Grant Allan, Stuart McIntyre, Graeme Roy, Fraser of Allander Institute, Department of Economics, University of Strathclyde
On Wednesday we will get the latest official data on GDP in Scotland. This will cover the period until the end of Q2 2016.
Once again, in advance of this publication, we offer our prediction of what that estimate might be, and crucially what it will tell us about the Scottish economy.
The first – and most obvious – point to note is that Wednesday’s data will cover the period up to the end of June. We won’t have official data on how Scotland’s economy has fared since the EU referendum until January 2017.
As we outlined in our July Fraser Economic commentary, the Scottish economy has been facing some challenges in recent months and this week’s data comes on the back of some relatively weak data.
We’ve spoken at length about oil and gas sector, and its impact on the wider economy, as evident in the fall in manufacturing output in recent quarters:
But elsewhere there have been some wider challenges. Scottish exports in the year to June 2016 were 17.6% lower than they were in the year to June 2013.
On the other hand, the labour market data have looked better of late, with unemployment falling to 4.7% in the three months to July; lower than the UK rate of 4.9%. As we pointed out previously, unemployment is now lower than at any point since 2008 and that should be welcomed. However, we need to know where people exiting unemployment are going. As we highlighted last month, in the most recent period, the drop in unemployment appears to be driven by an increase in inactivity – i.e. those outside the labour market entirely.
If those exiting economic activity are doing so because of a scarcity of appropriate or accessible job opportunities, this is a cause for concern. Stephen Boyd of the STUC, writing on our blog, highlighted some additional concerns from the data, not least that women accounted for the entire rise in inactivity over the year.
What is our best estimate of this week’s figure?
Overall, the economic news in Q2 was not generally positive. For the first two months of the quarter, the Purchase Managers Index showed the economy actually contracting, and growing only slightly in the third month.
This was broadly consistent with the results contained in the Scottish Chambers of Commerce survey released on 14th July.
Our own Nowcasting work suggests that growth in Q2 was weak, and with the release of additional information through the summer, we saw our model revise down our estimate of economic growth in Scotland – leading to our recent estimates of around 0.3%.

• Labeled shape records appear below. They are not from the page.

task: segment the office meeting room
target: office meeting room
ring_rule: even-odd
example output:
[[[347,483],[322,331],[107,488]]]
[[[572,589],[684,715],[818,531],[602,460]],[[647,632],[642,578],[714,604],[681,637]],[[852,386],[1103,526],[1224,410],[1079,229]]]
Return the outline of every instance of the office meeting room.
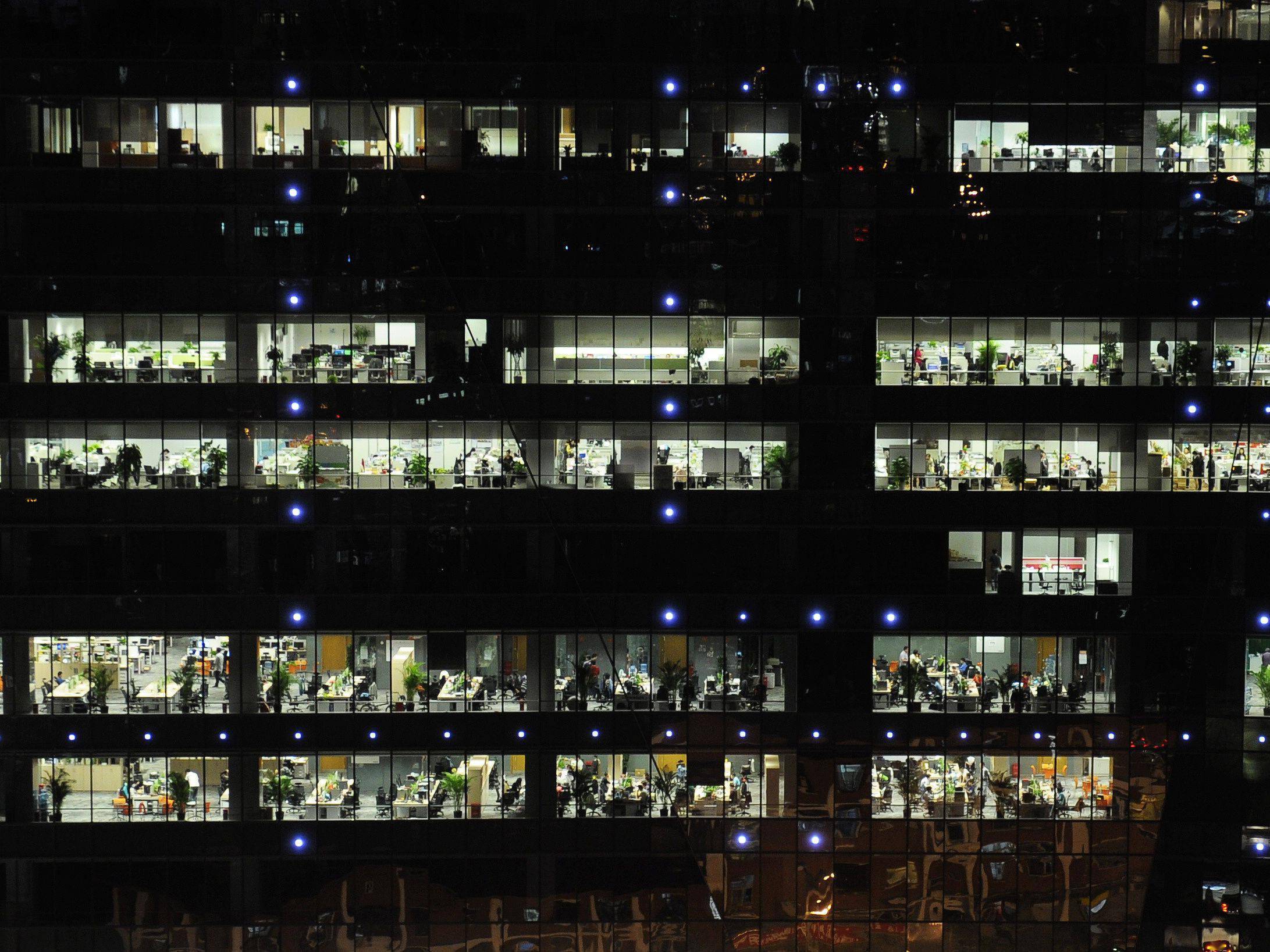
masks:
[[[32,635],[33,713],[229,711],[229,638],[204,632]]]
[[[875,382],[1260,387],[1270,340],[1252,317],[879,317]]]
[[[560,754],[556,816],[790,816],[792,778],[791,750]]]
[[[555,636],[555,710],[784,711],[789,636],[759,633]]]
[[[38,823],[220,821],[230,760],[206,754],[41,758],[32,764]]]
[[[949,590],[1007,595],[1133,592],[1133,533],[1090,528],[950,529]]]
[[[878,754],[872,816],[893,819],[1124,820],[1128,755],[1050,750],[1040,754]],[[1137,801],[1135,819],[1160,805]],[[1144,815],[1148,807],[1156,816]]]
[[[1115,638],[1100,635],[875,635],[872,710],[1111,713]]]
[[[502,820],[525,814],[523,754],[392,751],[259,758],[277,820]]]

In addition, as we have flagged up on a number of occasions, the Longannet power station closed at the end of March. This shut-down should have a significant impact on GDP in Q2 (we reckon it could take anything up to 0.4 percentage points off the headline growth rate).
The ‘Longannet effect’ won’t be immediately captured in our Nowcasting work, so taken together it’s our prediction that this week’s GDP figures will be relatively flat – and may even be negative depending upon how big the effect of Longannet is relative to the rest of the economy.
Of course, the economy may surprise on the upside, but we’ll need to see some careful explanation from the government statisticians about why this is the case.
Since the referendum, the economy has been largely in ‘wait-and-see’ mode – this is a positive. There was a risk that the immediate shock of the referendum outcome, coupled with a political vacuum within the UK Government, could have set off a chain reaction of uncertainty that damaged business and investment.
Last week we released the latest Scottish Business Monitor which we produce for Royal Bank of Scotland. Over the last three months, around 1/3 of firms reported an increase in business volume, whilst 1/3 saw a fall and 1/3 reported no change.
Overall, most forecasters have revised up their predictions for 2016 (since the immediate aftermath of Brexit) as the effects of uncertainty have failed to materialise. However, on the whole most remain pessimistic around 2017 – see chart below. The ‘x’ represents the average forecast. The top of the ‘box’ area represents the value of the upper quartile, and the lower edge of the box the value of the lower quartile. Points outside the ‘whisker’ are marked with dots, and are outliers. The forecasts are more varied for 2017 now compared to June 2016, and the range of forecasts has increased even for 2016, albeit at around the same average estimate for growth. Strikingly, the average forecast for UK growth in 2017 is now much lower than it was in June 2016.
On balance, we see no immediate need to revise our own forecasts just now, and we remain broadly in line with the UK average for 2017. Whilst we are lower in 2016, our weaker forecast for Scotland is driven by our expectations about the ongoing challenges in the North Sea continuing to resonate.
After a flat Q1 – and with the outlook increasing uncertain since the summer – Wednesday’s pre-referendum GDP figures for Scotland promise to provide a useful benchmark of the overall strength of the Scottish economy going into the second half of 2016.